Friday, October 1, 2004

I’ve Said It Before and I’ll Say it Again



I love Banana Republic.



Not because they’re reasonably priced. We all know they’re not. Not because they pay their impoverished sweatshop employees well to make their clothes. No, nothing so noble as that.



It’s because, people, I bought a pair of pants there yesterday, which were a size 2. Yes, size 2. That is almost a size 0! Which means I’ve almost disappeared (which is a whole different theoretical alley we won’t explore just yet).



Banana Republic makes big old pants. That’s why women will pay $148 for a pair of jeans! So they can say they’re a size 2! (For the record, I did not pay $148 for my SIZE TWO pants, because they were on sale for $40, but I would have been tempted.)

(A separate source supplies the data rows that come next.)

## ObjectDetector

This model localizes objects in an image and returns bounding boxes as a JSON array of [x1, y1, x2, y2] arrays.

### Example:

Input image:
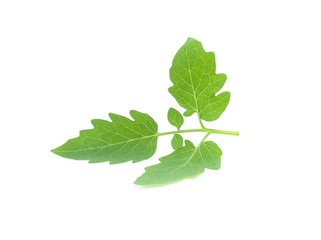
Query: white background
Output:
[[0, 0, 321, 240]]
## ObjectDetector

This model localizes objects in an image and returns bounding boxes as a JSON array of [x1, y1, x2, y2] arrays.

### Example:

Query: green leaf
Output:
[[52, 110, 158, 164], [169, 38, 230, 121], [167, 108, 184, 130], [135, 141, 222, 185], [171, 134, 183, 150]]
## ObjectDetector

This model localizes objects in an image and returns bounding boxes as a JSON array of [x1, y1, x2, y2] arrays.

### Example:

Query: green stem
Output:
[[197, 113, 205, 129], [157, 128, 240, 137]]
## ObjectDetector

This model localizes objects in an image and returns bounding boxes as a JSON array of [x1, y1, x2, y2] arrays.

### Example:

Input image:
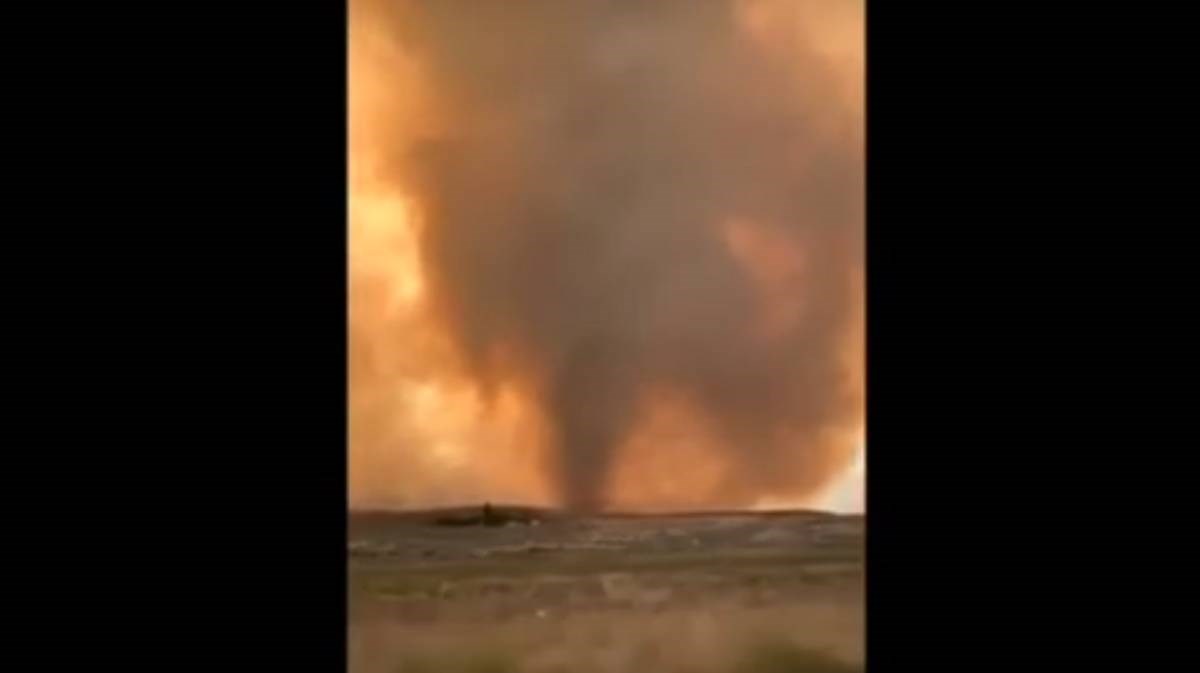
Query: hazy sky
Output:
[[350, 0, 864, 509]]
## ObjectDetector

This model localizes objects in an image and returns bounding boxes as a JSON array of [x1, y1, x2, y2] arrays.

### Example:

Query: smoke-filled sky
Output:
[[349, 0, 864, 509]]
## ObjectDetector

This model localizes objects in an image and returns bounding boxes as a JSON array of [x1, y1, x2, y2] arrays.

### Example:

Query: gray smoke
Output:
[[360, 0, 863, 507]]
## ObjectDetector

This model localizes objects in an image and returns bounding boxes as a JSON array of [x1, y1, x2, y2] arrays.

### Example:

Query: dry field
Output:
[[348, 507, 864, 673]]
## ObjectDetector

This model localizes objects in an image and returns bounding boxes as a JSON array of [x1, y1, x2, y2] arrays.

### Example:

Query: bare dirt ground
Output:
[[348, 507, 864, 673]]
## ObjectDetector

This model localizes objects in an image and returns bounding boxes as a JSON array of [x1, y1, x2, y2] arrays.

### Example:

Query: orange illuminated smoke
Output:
[[348, 0, 863, 509]]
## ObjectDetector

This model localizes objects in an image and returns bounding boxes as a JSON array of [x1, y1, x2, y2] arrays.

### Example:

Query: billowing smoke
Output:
[[352, 0, 864, 507]]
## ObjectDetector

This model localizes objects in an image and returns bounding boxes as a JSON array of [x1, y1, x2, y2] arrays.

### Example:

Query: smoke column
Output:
[[350, 0, 864, 509]]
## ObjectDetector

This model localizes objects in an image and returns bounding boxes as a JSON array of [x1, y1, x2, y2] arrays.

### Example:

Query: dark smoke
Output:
[[364, 0, 863, 507]]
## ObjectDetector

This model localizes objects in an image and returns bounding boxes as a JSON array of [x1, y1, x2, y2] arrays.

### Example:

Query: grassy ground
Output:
[[349, 506, 863, 673]]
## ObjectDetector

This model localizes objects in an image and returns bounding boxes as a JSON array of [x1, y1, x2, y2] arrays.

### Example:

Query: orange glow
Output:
[[348, 0, 865, 510]]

Now, listen. Let’s get things straight. I am not a size 2. It’s true that over the last two years, due to the Heartbreak Diet, I have been known to be a size 4. At times, a snug size four, but a size four nonetheless. At times, a size 6. But not without the constant fear that I will wake up the next morning and suddenly be, once again – gasp! – a size 8.

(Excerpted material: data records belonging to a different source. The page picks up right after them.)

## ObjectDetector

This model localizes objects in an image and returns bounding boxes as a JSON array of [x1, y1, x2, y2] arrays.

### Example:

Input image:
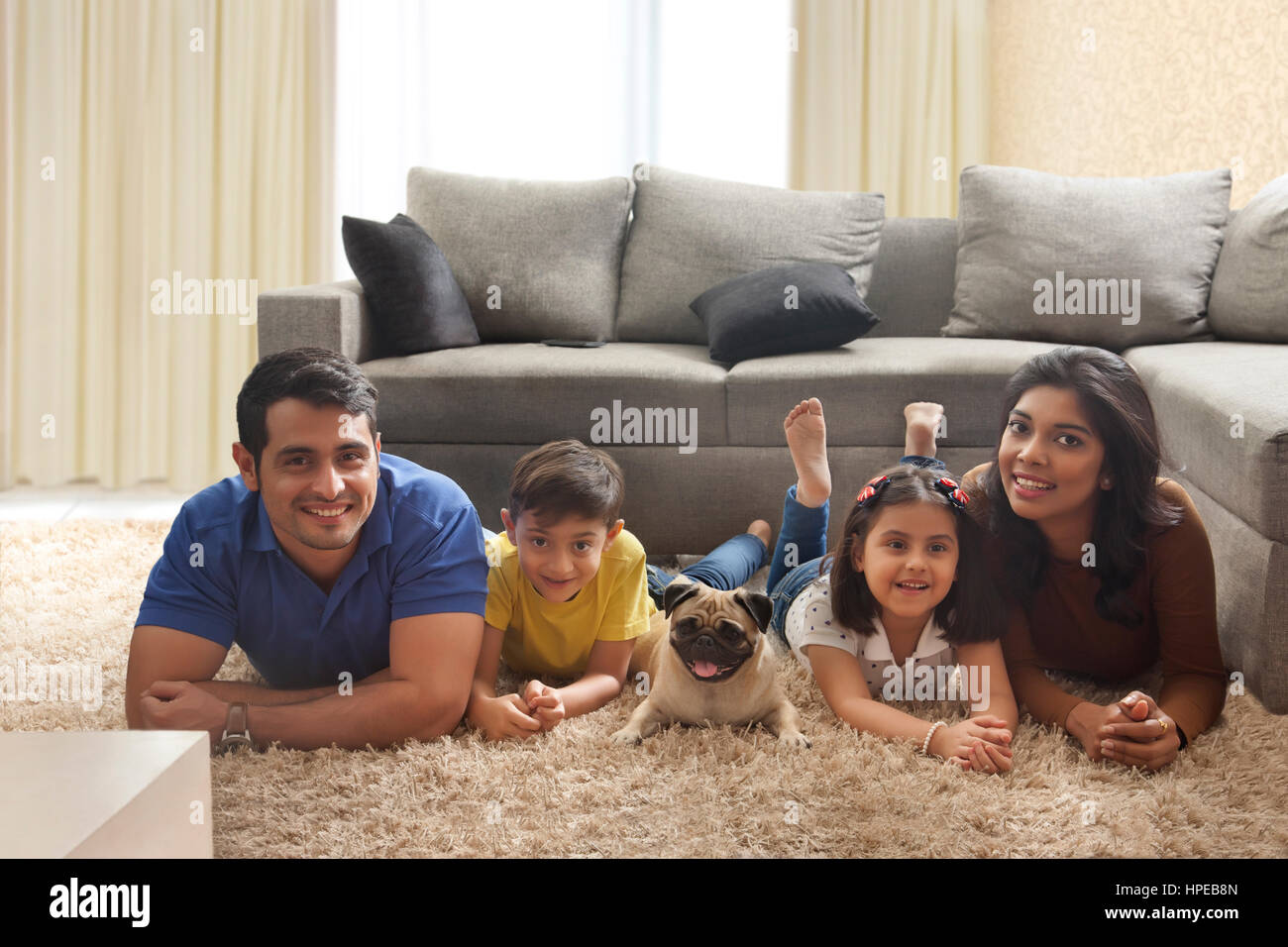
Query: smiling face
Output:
[[997, 385, 1113, 530], [501, 510, 625, 601], [233, 398, 380, 559], [854, 501, 958, 634]]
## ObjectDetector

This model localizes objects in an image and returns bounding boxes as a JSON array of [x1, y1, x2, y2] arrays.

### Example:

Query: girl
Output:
[[768, 398, 1019, 773], [947, 346, 1228, 770]]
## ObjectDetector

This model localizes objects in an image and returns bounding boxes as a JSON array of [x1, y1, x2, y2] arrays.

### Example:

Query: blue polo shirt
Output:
[[134, 453, 486, 689]]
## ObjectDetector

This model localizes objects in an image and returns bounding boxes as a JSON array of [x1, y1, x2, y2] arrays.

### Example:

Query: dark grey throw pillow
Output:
[[340, 214, 480, 356], [690, 263, 881, 362]]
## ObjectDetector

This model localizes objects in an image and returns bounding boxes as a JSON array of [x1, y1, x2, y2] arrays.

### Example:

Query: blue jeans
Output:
[[483, 526, 769, 608], [765, 454, 948, 637], [645, 532, 769, 608]]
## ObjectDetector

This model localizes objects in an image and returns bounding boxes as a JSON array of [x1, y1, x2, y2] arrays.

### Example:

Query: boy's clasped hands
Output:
[[473, 679, 566, 740]]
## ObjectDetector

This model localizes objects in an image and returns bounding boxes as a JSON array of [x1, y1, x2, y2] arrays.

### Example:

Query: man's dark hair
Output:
[[237, 347, 380, 478], [509, 440, 625, 528]]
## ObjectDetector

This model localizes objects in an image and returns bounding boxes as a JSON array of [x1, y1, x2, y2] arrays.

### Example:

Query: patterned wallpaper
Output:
[[988, 0, 1288, 207]]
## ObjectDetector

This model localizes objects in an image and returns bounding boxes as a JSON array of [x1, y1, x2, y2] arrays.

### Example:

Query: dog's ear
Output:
[[733, 588, 774, 631], [662, 578, 702, 618]]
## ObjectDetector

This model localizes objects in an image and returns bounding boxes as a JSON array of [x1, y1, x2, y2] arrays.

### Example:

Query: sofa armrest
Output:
[[258, 279, 385, 364]]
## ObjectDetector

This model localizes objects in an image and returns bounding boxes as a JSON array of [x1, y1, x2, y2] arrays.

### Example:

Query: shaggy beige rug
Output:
[[0, 520, 1288, 858]]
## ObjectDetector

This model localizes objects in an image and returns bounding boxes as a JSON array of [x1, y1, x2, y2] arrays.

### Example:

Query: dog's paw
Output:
[[778, 730, 812, 750]]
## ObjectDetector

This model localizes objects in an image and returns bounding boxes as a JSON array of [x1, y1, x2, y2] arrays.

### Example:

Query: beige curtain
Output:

See, this is the thing. We’re all taught to dream of being a size 6. But it’s not all that. Once you’re there, you still think you’re fat (not that you were ever really fat before). You fret constantly about the possibility of gaining a pound. Two! Of no longer being able to fit into those $148 pants you just bought!

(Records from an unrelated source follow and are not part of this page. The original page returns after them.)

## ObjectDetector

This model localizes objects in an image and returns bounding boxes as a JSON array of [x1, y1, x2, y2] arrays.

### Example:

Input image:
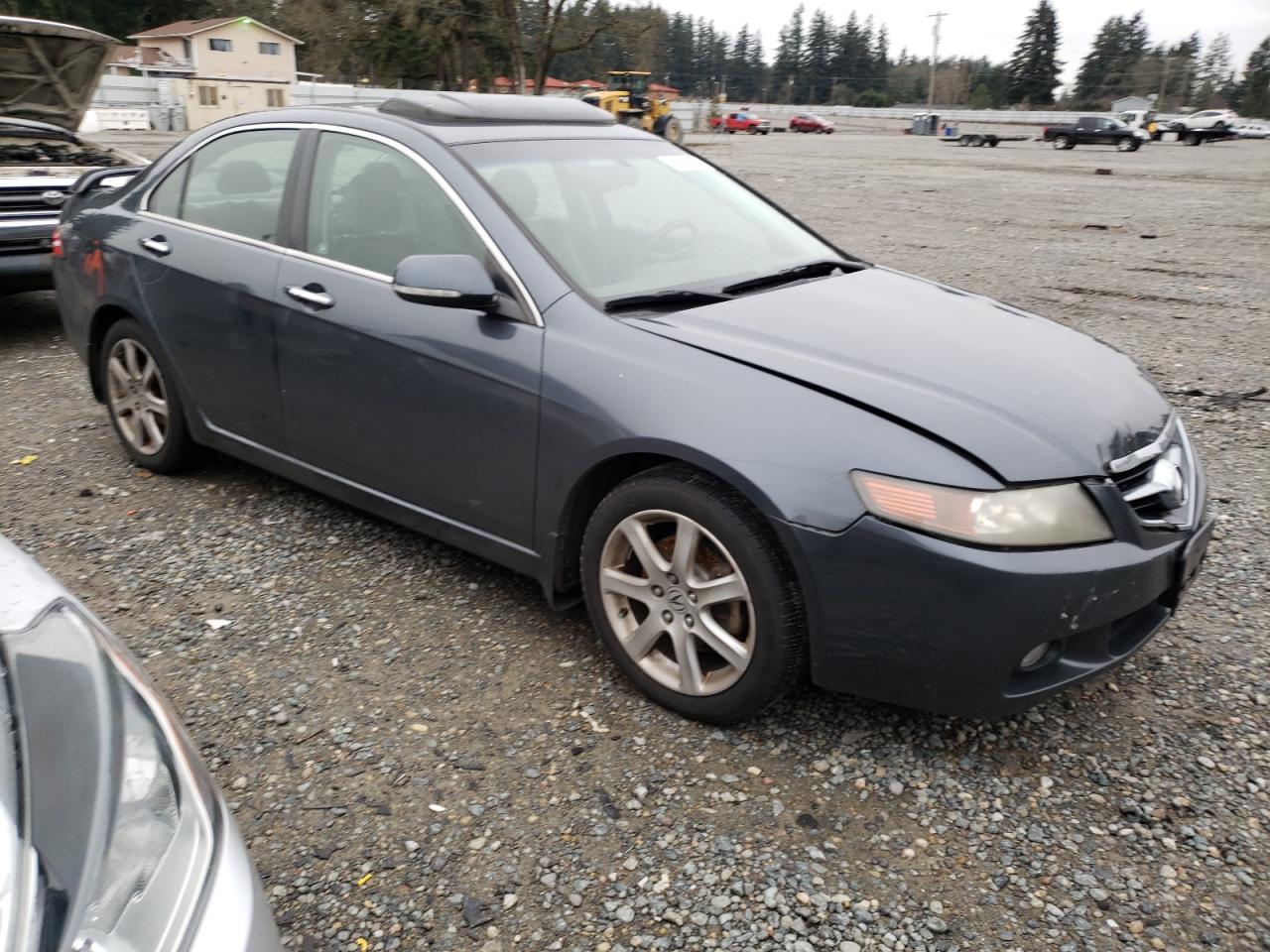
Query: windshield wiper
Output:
[[604, 290, 731, 313], [722, 259, 865, 295]]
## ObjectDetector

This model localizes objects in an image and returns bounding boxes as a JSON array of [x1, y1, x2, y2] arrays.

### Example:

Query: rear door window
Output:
[[305, 132, 485, 276], [147, 130, 299, 242]]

In any case, I have certainly not shrunk since the last time I bought a pair of Banana Republic pants. If anything, I have gained weight – possibly a whole 2.5 pounds. But their pants have clearly gotten bigger!



For those of you really are that teeny-tiny, I’m not sure what you’ll do. As far as I could tell they were not yet making negative sizes. And if they did, would that make us feel good or bad to be a -2?



In other news, depending on the weather, the amount of sleep I’ve gotten the night before, and what paragraph I’ve just read in “Fear of Flying,” I drift in and out of hope or cynicism about my future with Library Boy, alternating with the (fleeting) sense that life is adventure to be lived now, and by God if I’m not living it, and the future will take care of itself!



If only I could hold on to that one.